Wednesday 14 June 2017

The School for Good and Evil - Soman Chainani

"The first kidnappings happened two hundred years before. Some years it was two boys taken, some years two girls, sometimes one of each. But if at first the choices seemed random, soon the pattern became clear. One was always beautiful and good, the child every parent wanted as their own. The other was homely and odd, an outcast from birth. An opposing pair, plucked from youth and spirited away.

This year, best friends Sophie and Agatha are about to discover where all the lost children go: the fabled School for Good & Evil, where ordinary boys and girls are trained to be fairy tale heroes and villains. As the most beautiful girl in Gavaldon, Sophie has dreamed of being kidnapped into an enchanted world her whole life. With her pink dresses, glass slippers, and devotion to good deeds, she knows she’ll earn top marks at the School for Good and graduate a storybook princess. Meanwhile Agatha, with her shapeless black frocks, wicked pet cat, and dislike of nearly everyone, seems a natural fit for the School for Evil."


This book is a middle grade "alternative" fairy tale which parodies and utilizes fairy tale tropes to excellent effect, and I constantly sniggered with laughter at its tongue-in-cheek hilarity.

It is a light book, a Harry Potter-style boarding school novel based around fairy tales.
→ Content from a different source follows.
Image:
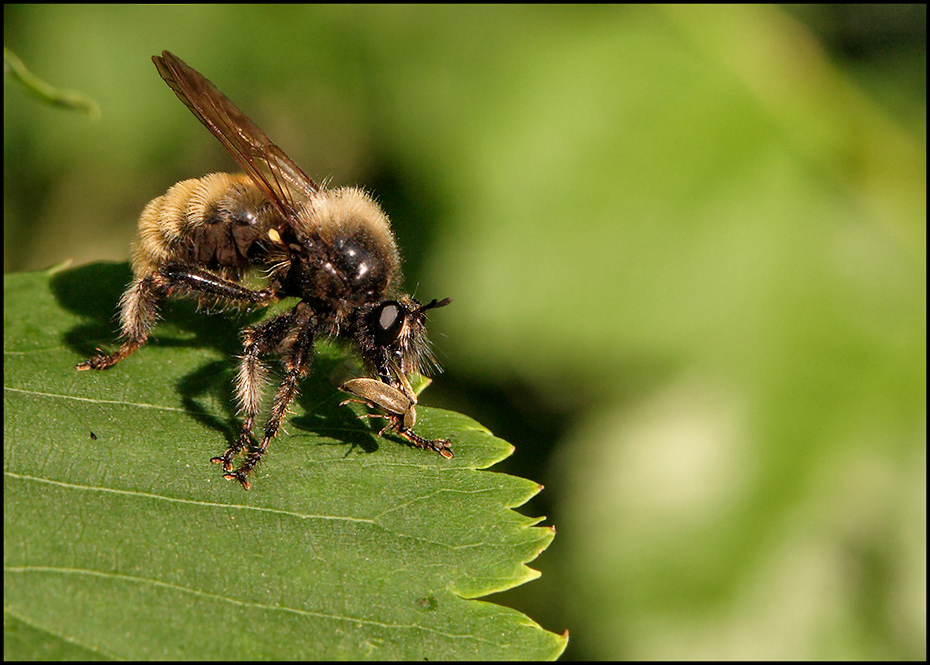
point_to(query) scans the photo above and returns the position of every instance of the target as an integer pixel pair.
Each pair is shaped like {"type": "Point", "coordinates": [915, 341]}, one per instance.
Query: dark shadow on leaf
{"type": "Point", "coordinates": [94, 291]}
It was just adorable at points, let me tell you, but it is not too sweet at all. For a book aimed at primary school children, this story had a surprising amount of darkness and depth.
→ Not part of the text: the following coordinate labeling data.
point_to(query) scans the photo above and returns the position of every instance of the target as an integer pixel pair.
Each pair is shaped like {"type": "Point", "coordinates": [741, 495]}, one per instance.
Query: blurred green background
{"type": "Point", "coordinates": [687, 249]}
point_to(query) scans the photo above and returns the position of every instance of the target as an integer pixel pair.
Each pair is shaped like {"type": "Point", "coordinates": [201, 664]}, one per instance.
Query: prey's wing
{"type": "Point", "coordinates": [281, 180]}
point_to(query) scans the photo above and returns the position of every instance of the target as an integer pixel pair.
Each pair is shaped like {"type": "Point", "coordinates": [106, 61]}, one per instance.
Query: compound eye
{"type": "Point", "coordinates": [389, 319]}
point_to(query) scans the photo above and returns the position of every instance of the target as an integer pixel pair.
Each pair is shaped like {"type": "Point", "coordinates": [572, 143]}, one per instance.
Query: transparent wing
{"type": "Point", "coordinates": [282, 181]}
What makes someone good? what makes someone evil? - which is why I saw a lot of promise with Chainani’s premise, with the beautiful but vain Sophie ending up in the School for Evil while the ugly and loathed Agatha's in the School for Good. Made me wonder, why is Sophie evil? Her vanity? Is everyone wrong about Agatha because, besides Sophie, they don’t really know her? For a while actually, Chainani did seem to be going in that direction, with self professed goodie Sophie confronted with situations that brought out the evil inside her, and Agatha doubting whether she truly is a witch as everyone says. As an exploration of good and evil, not the subtlest thing ever, but for a younger audience, pretty good.
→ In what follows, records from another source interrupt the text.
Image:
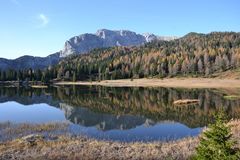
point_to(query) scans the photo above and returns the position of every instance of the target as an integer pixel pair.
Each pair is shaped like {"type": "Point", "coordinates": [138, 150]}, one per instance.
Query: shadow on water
{"type": "Point", "coordinates": [135, 109]}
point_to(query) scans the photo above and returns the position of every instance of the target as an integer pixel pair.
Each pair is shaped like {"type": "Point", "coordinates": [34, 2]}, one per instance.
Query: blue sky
{"type": "Point", "coordinates": [40, 27]}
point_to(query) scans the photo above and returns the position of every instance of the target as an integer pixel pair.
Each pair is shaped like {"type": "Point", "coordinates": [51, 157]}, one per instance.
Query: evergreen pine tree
{"type": "Point", "coordinates": [216, 142]}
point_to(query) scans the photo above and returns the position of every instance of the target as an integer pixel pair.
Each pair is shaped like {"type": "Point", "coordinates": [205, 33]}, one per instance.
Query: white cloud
{"type": "Point", "coordinates": [44, 20]}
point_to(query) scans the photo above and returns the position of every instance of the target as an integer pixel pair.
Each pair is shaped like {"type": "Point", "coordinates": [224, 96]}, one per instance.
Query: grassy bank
{"type": "Point", "coordinates": [68, 147]}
Unfortunately, it seems to me like Chainani really didn’t know where he was going after those initial few chapters, because even before the story of good and evil totally falls off a cliff, The School for Good and Evil is just horribly inconsistent. Sophie is, one moment, an incompetent villain, and the next, the most powerful and feared witch in both schools. Agatha spends most of the book holding Sophie’s hand as Sophie struggles as a villain, then all of a sudden discovers her inner princess and now can’t go toe to toe with Sophie even though she’s been better with magic through the entire book. Sophie’s fellow witches Hester and Anadil are one moment Sophie’s evil tormenters, the next her evil co-conspirators, and finally on Team Good. Things about the School Master and his mysterious agenda are revealed, but then they don’t go anywhere. There’s some talk of why Good succeeds in fairy tales while Evil doesn’t, but that doesn’t go anywhere either. After reading through all these twists and turns trying to figure out the point of the reveals, I’m sorry, but the plot just didn’t make any sense, none of the characters behaved with any rhyme or reason, and if there’s supposed to be a coherent message about good and evil, it’s completely lost to me.


However the mangled tropes did go a way to save this book. We have hideously warty creatures, we have snouty, socially awkward, innately evil villains in the School of Evil. We have gloriously charming and handsome boys and girls in the School of Good (who are just so full of themselves). I actually started to feel sorry for the villains when it was revealed they could never love.
 
Age rating 10+. Nothing to put of children but a few guard wolves and the disgustingness of the school of Evil.